Mahensa Express.Com – Kupang, Perhitungan Kerugian Negara (PKN) Proyek Pembangunan Fasilitas Pameran Kawasan NTT Fair sekitar Rp 12 Milyar yang diajukan Jaksa JPU dalam dakwaan terhadap para tersangka, diduga fiktif alias direkayasa karena belum ada Laporan Hasil Perhitungan (LHP) PKN resmi yang dikeluarkan oleh Badan Pemeriksa Keuangan dan Pembangunan (BPKP) NTT hingga kasus tersebut sampai pada tahap tuntutan.

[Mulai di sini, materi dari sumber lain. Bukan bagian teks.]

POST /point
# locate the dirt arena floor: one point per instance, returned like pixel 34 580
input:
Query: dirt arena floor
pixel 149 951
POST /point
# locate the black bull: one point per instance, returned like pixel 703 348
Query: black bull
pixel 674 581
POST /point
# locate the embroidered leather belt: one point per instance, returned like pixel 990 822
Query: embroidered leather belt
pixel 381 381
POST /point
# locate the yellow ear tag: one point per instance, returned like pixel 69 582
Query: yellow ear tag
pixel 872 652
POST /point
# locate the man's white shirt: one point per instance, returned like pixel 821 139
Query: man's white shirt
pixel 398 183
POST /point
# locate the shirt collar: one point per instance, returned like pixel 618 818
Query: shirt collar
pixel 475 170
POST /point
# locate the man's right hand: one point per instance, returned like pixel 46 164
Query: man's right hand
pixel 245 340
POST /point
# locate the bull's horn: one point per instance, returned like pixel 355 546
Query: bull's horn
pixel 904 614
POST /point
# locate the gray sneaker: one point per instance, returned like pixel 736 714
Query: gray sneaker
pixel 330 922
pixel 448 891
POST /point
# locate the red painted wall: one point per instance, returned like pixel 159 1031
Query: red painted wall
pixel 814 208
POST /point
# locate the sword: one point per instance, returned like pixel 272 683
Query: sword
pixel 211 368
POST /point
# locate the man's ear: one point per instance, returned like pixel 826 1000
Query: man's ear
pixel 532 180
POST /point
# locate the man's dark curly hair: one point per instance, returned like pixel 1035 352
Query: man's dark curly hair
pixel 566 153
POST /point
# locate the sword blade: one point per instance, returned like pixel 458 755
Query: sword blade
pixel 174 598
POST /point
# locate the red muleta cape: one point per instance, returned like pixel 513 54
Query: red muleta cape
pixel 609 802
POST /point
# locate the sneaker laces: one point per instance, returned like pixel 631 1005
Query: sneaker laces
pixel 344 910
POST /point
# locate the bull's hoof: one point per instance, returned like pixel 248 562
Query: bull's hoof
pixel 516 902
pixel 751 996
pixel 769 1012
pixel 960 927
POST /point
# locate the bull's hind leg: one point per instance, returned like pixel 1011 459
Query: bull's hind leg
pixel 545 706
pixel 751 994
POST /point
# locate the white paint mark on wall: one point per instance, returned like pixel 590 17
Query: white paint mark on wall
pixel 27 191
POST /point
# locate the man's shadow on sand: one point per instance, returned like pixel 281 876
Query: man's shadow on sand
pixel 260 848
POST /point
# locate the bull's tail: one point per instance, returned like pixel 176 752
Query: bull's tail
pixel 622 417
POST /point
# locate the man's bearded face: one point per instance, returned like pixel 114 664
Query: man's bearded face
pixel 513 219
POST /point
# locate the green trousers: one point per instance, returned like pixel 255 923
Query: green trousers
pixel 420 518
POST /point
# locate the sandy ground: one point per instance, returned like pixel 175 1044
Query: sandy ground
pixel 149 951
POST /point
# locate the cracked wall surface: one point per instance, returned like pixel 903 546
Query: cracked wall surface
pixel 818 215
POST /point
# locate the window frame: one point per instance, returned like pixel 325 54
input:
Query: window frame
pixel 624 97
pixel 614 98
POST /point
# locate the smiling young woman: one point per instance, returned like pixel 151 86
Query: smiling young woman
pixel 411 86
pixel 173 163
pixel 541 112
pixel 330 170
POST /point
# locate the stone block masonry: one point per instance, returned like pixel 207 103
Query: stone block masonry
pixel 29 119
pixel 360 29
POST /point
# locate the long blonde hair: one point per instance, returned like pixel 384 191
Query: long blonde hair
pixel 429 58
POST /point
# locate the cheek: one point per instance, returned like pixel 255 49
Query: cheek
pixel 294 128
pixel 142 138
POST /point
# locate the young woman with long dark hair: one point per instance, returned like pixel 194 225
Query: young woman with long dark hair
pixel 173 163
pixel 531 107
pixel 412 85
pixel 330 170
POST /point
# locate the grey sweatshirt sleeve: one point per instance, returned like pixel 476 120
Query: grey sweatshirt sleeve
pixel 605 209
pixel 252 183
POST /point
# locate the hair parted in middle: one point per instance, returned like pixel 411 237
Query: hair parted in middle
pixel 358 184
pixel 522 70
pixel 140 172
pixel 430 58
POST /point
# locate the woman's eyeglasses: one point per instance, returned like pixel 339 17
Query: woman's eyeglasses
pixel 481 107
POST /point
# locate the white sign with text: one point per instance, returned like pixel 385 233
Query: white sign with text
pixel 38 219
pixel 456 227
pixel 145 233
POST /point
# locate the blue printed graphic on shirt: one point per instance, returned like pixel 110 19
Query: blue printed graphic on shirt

Hal ini sesuai dengan Pernyataan dari Kuasa Hukum Mantan Kadis PUPR NTT, Rusdinur, SH, MH saat dimintai komentarnya terkait hasil PKN BPKP NTT yang diajukan JPU dalam dakwaan terhadap para tersangka dengan nilai Rp 12.799.476.327, 40 (Dua Belas Milyar Tujuh Ratus Sembilan Puluh Sembilan Juta Empat Ratus Tujuh Puluh Enam Ribu Tiga Ratus Dua Puluh Tujuh Rupiah Empat Puluh Sen).
Rusdinur menduga perhitungan tersebut merupakan perhitungan fiktif alias rekayasa antara BPKP NTT dan Jaksa Penyidik untuk bisa menghukum para tersangka. “Saya menduga PKN yang diajukan JPU dalam dakwaan terhadap klien saya dan para tersangka lain hanya merupakan LHP-PKN fiktif alias hasil rekayasa BPKP NTT dan Jaksa Penyidik karena sebenarnya sampai pada saat penuntutan di pengadilan, belum ada LHP-PKN resmi yang dikeluarkan oleh BPKP NTT,” ungkapnya.

Menurut Rusdinur, ada banyak hal yang tak lazim terkait Perhitungan Kerugian Negara versi BPKP NTT tersebut. “Selisih Kerugian Negara yang terlampau besar dibandingkan dengan LHP BPK RI. Auditor BPKP NTT adalah orang professional, tak mungkin mengeluarkan LHP PKN yang ‘ecek-ecek’ seperti itu karena mereka punya standar perhitungan dan etika yang harus mereka laksanakan sebagai auditor. Tapi kok selisihnya besar sekali, padahal rumus untuk menghitung kerugian negaranya sama. Saya sangat meragukan itu dan hanya sekedar mengada-ada,” ungkapnya.
Lanjutnya, ada kesepakatan dan koordinasi antara BPKP dan BPK RI agar tidak melakukan pemeriksaan yang tumpang tindih terhadap satu objek pemeriksaan. “Karena BPK RI telah melakukan pemeriksaan rutin terhadap Proyek NTT Fair maka BPKP NTT tidak mungkin melakukan Audit Investigasi untuk menghitung kerugian Negara. Karena BPK RI yang telah memeriksa dan mengeluarkan LHP rutin maka sesuai etika lembaga pemeriksa, untuk audit investigative/PKN harus dilanjutkan oleh BPK RI, bukan BPKP NTT,” tandas Rusdinur.
Kepala Tata Usaha (KTU) BPKP NTT, Mono (yang juga menjadi saksi ahli dalam Kasus NTT Fair, red) dikonfirmasi wartawan di ruang kerjanya, Senin (2/12/19) enggan memberikan penjelasan terkait dugaan belum adanya LHP-PKN resmi yang dikeluarkan BPKP NTT terkait Proyek NTT Fair.
“Saya tidak bisa memberikan penjelasan terkait hal itu. Tanyakan saja kepada Kejaksaan karena kami tidak dapat memberikan penjelasan sebab PKN merupakan permintaan Kejaksaan,” ucapya.